Arctic Monitoring and Assessment Program (AMAP)

AMAP is mandated:
• To monitor and assess the status of the Arctic region with respect to pollution and climate change issues.
• To document levels and trends, pathways and processes, and effects on ecosystems and humans, and propose actions to reduce associated threats for consideration by governments.
• To produce sound science-based, policy-relevant assessments and public outreach products to inform policy and decision-making processes.
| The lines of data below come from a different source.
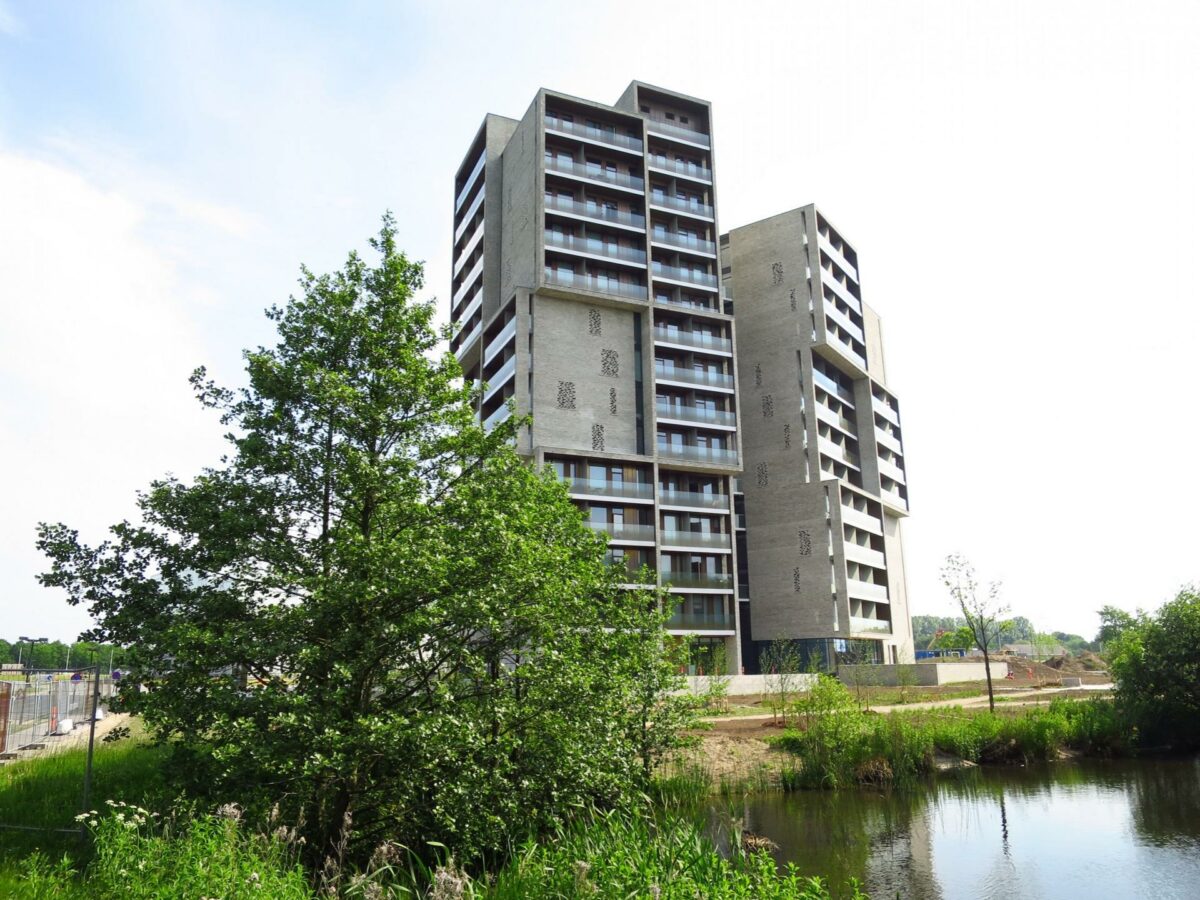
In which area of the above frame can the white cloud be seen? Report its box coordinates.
[0,150,228,637]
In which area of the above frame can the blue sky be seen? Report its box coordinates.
[0,0,1200,637]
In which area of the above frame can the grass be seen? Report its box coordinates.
[772,700,1132,788]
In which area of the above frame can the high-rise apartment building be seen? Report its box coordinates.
[451,82,742,672]
[721,205,913,671]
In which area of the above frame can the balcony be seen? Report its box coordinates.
[646,154,713,184]
[484,403,512,431]
[654,366,733,391]
[817,233,858,281]
[824,299,864,341]
[841,506,883,534]
[454,191,485,244]
[659,569,733,590]
[484,319,517,366]
[846,578,888,602]
[666,610,733,634]
[545,197,646,232]
[658,444,738,466]
[655,403,738,428]
[650,259,716,290]
[546,157,646,193]
[546,113,642,154]
[546,232,646,268]
[871,396,900,428]
[545,269,647,300]
[650,193,713,221]
[650,230,716,257]
[484,353,517,403]
[850,616,892,635]
[659,530,730,550]
[841,541,886,569]
[812,368,854,408]
[659,490,730,512]
[588,522,654,544]
[646,118,713,146]
[654,325,733,354]
[564,478,654,500]
[454,150,487,212]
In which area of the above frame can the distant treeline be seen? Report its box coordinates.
[0,637,127,672]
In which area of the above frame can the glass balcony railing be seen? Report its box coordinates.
[647,154,713,181]
[546,156,646,191]
[654,325,733,353]
[654,366,733,388]
[646,118,712,146]
[546,232,646,265]
[667,611,733,631]
[660,569,733,590]
[588,522,654,541]
[546,197,646,229]
[659,530,730,550]
[545,268,646,300]
[650,193,713,218]
[546,113,642,154]
[659,444,738,466]
[650,229,716,254]
[563,478,654,500]
[655,403,738,427]
[850,616,892,635]
[659,490,730,510]
[652,260,716,289]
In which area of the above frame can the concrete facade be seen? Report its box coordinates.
[722,205,913,664]
[450,82,742,673]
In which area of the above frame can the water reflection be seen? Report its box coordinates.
[710,760,1200,900]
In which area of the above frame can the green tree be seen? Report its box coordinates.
[1102,586,1200,745]
[942,553,1008,712]
[40,216,682,871]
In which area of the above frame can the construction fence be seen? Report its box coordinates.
[0,670,113,752]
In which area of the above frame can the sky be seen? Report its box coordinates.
[0,0,1200,640]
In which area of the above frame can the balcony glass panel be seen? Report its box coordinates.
[648,154,713,181]
[659,490,730,510]
[646,119,710,146]
[659,530,730,550]
[654,325,733,353]
[660,569,733,590]
[564,478,654,500]
[546,156,646,191]
[655,403,738,426]
[546,113,642,154]
[545,268,646,300]
[659,444,738,466]
[654,366,733,388]
[652,260,716,288]
[546,197,646,228]
[650,193,713,218]
[546,232,646,265]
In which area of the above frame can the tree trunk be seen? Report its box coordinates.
[983,641,996,713]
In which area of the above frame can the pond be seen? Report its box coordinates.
[712,758,1200,900]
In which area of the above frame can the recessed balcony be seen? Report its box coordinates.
[655,402,738,430]
[654,325,733,354]
[546,113,642,155]
[545,197,646,232]
[658,444,738,466]
[646,154,713,184]
[650,259,716,290]
[654,366,733,391]
[646,118,713,148]
[546,232,646,269]
[546,156,646,194]
[650,193,714,221]
[545,268,647,300]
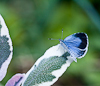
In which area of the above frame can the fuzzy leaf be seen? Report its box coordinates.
[0,15,13,81]
[5,73,25,86]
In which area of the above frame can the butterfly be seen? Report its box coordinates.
[59,33,88,62]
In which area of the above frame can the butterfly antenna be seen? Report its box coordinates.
[61,29,63,39]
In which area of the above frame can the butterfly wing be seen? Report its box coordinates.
[64,33,88,58]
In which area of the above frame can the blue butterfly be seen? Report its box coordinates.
[59,33,88,62]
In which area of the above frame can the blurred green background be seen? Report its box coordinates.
[0,0,100,86]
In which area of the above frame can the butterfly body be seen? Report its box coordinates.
[59,33,88,62]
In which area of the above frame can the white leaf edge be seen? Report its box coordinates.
[0,14,13,81]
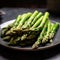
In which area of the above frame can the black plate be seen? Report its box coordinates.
[0,20,60,51]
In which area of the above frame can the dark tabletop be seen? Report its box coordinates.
[0,8,60,60]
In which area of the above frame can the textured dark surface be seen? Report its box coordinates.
[0,8,60,60]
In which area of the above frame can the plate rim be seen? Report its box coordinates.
[0,19,60,51]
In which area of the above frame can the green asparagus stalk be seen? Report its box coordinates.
[49,22,59,39]
[17,12,32,28]
[24,11,38,28]
[32,22,48,49]
[31,16,43,29]
[42,21,51,43]
[31,12,42,26]
[38,12,49,28]
[6,15,21,35]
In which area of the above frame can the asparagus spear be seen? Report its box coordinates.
[38,12,49,28]
[31,16,43,29]
[17,12,32,28]
[23,11,38,28]
[6,15,21,35]
[42,21,51,43]
[1,23,14,37]
[20,12,49,40]
[32,22,48,49]
[21,16,43,40]
[49,22,59,39]
[31,12,42,26]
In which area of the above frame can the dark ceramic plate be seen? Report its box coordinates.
[0,20,60,51]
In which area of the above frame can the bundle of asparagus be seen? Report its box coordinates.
[1,10,59,49]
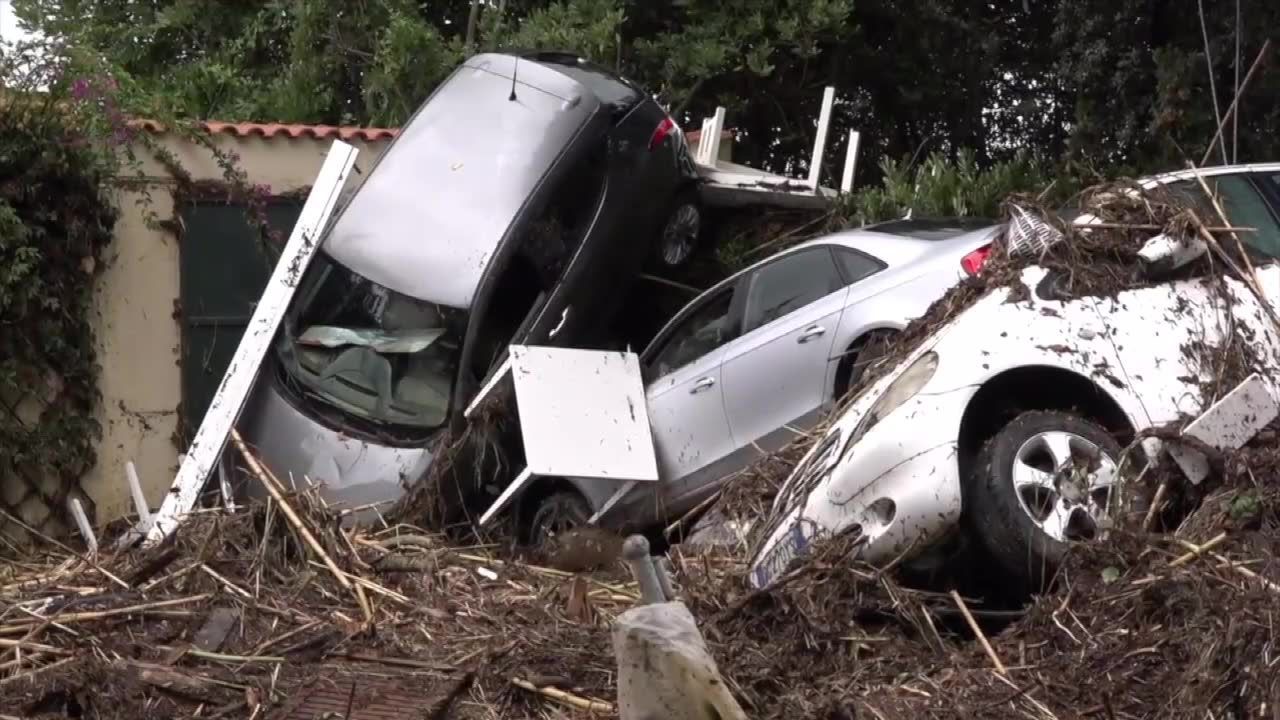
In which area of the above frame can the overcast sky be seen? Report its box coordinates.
[0,0,36,42]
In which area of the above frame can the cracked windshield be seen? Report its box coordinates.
[278,255,465,429]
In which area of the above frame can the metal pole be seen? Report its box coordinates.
[622,536,667,605]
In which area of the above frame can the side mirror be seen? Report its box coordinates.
[1138,233,1208,275]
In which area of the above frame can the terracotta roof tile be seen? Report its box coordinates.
[129,120,399,142]
[129,119,733,142]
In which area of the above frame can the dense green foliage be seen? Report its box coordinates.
[847,150,1069,224]
[0,44,115,529]
[15,0,1280,182]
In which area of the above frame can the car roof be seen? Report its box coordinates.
[685,218,1001,302]
[796,218,1000,268]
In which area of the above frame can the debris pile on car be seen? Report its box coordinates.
[870,176,1252,391]
[0,428,1280,717]
[0,181,1280,719]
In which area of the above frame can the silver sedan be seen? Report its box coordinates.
[540,215,997,533]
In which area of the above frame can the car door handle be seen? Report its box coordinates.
[547,307,568,340]
[796,325,827,345]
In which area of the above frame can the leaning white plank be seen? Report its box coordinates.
[586,480,636,525]
[462,354,511,420]
[1167,373,1280,484]
[67,497,97,557]
[511,345,658,482]
[124,460,151,529]
[147,140,357,542]
[840,129,861,193]
[806,87,836,191]
[698,108,724,168]
[479,345,658,527]
[477,468,534,520]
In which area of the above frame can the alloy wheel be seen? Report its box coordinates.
[662,202,703,266]
[1011,430,1117,542]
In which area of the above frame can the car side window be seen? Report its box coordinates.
[650,288,737,378]
[1169,174,1280,259]
[524,143,608,284]
[744,247,845,332]
[831,246,884,284]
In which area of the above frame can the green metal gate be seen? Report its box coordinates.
[178,200,302,430]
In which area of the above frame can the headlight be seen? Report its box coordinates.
[840,350,938,457]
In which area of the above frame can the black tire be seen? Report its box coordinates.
[525,491,591,547]
[963,410,1121,593]
[654,188,703,269]
[836,328,897,402]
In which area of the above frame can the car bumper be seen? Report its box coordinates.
[239,373,431,507]
[750,388,973,587]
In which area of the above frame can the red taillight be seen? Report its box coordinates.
[960,245,991,277]
[649,118,676,152]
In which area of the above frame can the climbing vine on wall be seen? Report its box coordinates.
[0,47,116,529]
[0,37,269,538]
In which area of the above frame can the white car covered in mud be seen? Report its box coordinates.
[750,164,1280,589]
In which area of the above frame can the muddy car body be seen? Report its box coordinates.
[241,53,698,505]
[751,165,1280,587]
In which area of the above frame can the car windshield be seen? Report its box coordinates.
[276,254,466,430]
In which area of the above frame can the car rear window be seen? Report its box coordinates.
[863,218,996,242]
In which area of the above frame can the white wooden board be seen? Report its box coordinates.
[511,345,658,482]
[1167,373,1280,484]
[147,140,357,542]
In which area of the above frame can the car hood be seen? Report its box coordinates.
[323,54,599,307]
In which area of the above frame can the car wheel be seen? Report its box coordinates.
[527,491,591,546]
[658,192,703,268]
[964,411,1120,592]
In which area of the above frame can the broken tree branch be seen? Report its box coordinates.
[232,429,358,589]
[951,591,1009,675]
[1199,38,1271,165]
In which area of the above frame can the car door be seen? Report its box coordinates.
[645,283,741,511]
[722,246,849,452]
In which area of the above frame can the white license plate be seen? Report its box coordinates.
[751,521,809,588]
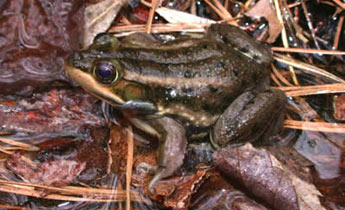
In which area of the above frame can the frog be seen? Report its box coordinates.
[65,23,286,193]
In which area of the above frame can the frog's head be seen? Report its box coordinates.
[65,34,145,106]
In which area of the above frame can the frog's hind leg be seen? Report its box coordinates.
[211,89,286,147]
[135,117,187,194]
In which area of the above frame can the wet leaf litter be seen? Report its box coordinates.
[0,0,344,209]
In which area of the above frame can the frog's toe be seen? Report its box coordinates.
[135,162,157,174]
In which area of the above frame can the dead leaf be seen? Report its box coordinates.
[82,0,127,48]
[156,7,216,24]
[246,0,283,43]
[214,144,325,210]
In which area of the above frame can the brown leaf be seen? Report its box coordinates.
[246,0,283,43]
[82,0,128,48]
[6,153,86,186]
[0,0,79,96]
[0,89,105,139]
[191,171,268,210]
[151,170,208,209]
[214,144,324,210]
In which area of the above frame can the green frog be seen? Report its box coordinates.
[66,24,286,192]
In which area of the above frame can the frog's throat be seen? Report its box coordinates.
[65,64,125,105]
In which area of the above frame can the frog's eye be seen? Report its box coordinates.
[93,61,120,84]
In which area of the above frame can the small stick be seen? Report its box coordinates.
[333,16,344,50]
[271,47,345,55]
[126,126,134,210]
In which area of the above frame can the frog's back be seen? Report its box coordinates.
[102,26,268,126]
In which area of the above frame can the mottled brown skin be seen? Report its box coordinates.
[66,24,285,194]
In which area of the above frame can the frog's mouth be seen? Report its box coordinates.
[65,64,125,106]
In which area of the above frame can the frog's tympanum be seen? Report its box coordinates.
[66,24,286,194]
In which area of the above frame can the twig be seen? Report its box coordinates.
[302,1,320,49]
[271,47,345,55]
[284,120,345,133]
[145,0,159,34]
[126,126,134,210]
[274,53,345,83]
[109,23,209,37]
[0,137,40,151]
[275,83,345,96]
[271,64,294,86]
[333,15,344,50]
[274,0,299,85]
[0,179,151,205]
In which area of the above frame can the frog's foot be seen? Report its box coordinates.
[136,162,174,195]
[135,162,158,174]
[142,117,187,194]
[212,90,286,147]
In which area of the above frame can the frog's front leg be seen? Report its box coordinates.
[212,89,286,147]
[136,117,187,194]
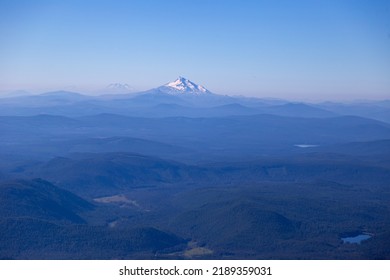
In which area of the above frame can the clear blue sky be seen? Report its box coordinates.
[0,0,390,99]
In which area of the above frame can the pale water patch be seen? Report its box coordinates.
[341,234,372,244]
[294,144,319,148]
[94,194,140,208]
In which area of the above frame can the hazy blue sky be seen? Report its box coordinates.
[0,0,390,99]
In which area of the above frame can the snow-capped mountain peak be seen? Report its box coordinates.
[159,77,210,94]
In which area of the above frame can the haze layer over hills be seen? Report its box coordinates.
[0,77,390,259]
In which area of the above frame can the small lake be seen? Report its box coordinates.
[341,234,371,244]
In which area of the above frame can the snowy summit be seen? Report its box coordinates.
[158,77,210,95]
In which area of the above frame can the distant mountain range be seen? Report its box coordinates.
[0,77,390,259]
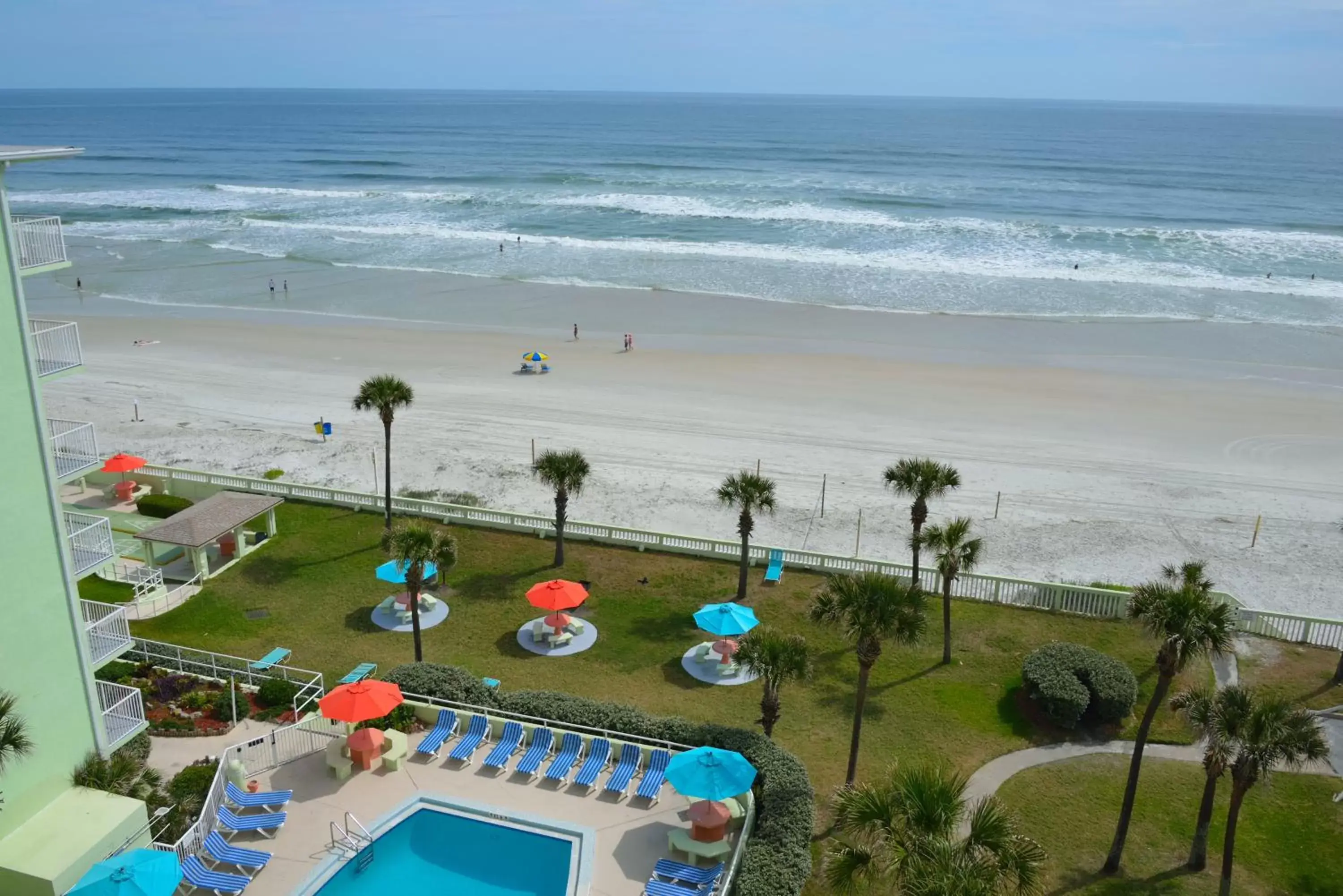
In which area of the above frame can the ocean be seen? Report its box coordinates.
[0,90,1343,325]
AMAP's work is directed by the Ministers of the Arctic Council and their Senior Arctic Officials, who have requested AMAP to also support international processes that work to reduce the global threats from contaminants and climate change. These include the UN Framework Convention on Climate Change, UNEP's Stockholm Convention on Persistent Organic Pollutants and Minimata Convention on mercury, and the United Nation's Economic Commission for Europe (UN ECE) Convention on Long-range Transboundary Air Pollution.Since its establishment in 1991, AMAP has produced a series of high quality reports and related communication products that detail the status of the Arctic with respect to climate and pollution issues and that include policy-relevant science-based advice to the Arctic Council and governments.

The Norwegian Polar Institute has contributed to major AMAP products and processes, such as Arctic Pollution Issues, Arctic Climate Impact Assessment (ACIA), Oil and Gas Assesment OGA), Snow Water Ice Permafrost in the Arctic (SWIPA) and Arctic Ocean Acidification (AOA). In addition we participate in AMAP Expert Groups on Persistent Organic Pollutants (POPs), on Climate UV, and Ozone and in SAON. Ongoing processes include the SWIPA update, the AOA update, the POPs assessment and AACA.